I pull a small news feed from ConsortiumInfo.org (in the left hand column). On a monthly basis they also produce a bulletin that covers some convergence of standards and other relevant topics. The March issue is all about "open" as it relates to standards and open source. Andy Updegrove provides a short collection of balanced articles and opinions as always. What provoked this issue was the protest letter from the open source community leadership on the new OASIS patent policy that I've also written about here.

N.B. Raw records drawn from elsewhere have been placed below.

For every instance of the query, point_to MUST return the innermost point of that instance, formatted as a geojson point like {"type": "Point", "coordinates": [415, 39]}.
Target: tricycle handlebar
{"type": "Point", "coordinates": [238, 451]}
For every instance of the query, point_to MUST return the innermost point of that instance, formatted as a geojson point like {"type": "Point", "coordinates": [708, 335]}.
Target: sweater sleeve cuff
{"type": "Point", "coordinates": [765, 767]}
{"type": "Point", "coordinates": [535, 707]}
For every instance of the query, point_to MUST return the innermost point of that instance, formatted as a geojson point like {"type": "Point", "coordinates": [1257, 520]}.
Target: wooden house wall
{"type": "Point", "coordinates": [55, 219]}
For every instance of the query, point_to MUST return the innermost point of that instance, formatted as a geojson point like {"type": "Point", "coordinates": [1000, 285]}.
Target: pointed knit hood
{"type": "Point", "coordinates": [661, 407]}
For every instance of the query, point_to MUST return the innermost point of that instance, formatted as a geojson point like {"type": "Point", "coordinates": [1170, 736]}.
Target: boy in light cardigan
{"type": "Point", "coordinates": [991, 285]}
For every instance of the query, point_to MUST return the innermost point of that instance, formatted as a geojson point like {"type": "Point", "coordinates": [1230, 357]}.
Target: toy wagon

The protest letter still bothers me. To be clear I am not refering to money with Corwin's Razor, so much as the desire of a group of people outside a community placing economic requirements on the community without actually contributing. Imagine for a moment any of the following scenarios: a collection of enterprises (think something like POSC, the Petroleum Open Systems Consortium) or comp. sci. academics (from CMU SEI) or lawyers (the U.S. National Society for Public Interest Law maybe) starting to go from OSS project community to OSS project community delivering an ultimatum that the customer wants to acquire only "professional" open source (for some group centric definition of professional) that must be licensed under the CPL (because it's clear about patent licensing rights and viral like the GPL) and the project must use subversion for all it's configuration management, and have module level documentation in Z notation to demonstrate its "correctness" in a "defensible" manner, for equally group centric definitions of correct and defensible. I can imagine the response to such an ultimatum from the leadership of any of the communities.
Updegrove's articles ask us to take the necessary steps to understand one another's points of view then start the dialog to at least learn from one another, and hopefully find the compromise positions (and rightly assumes there will be more than one). This is a community oriented idea if ever there was one.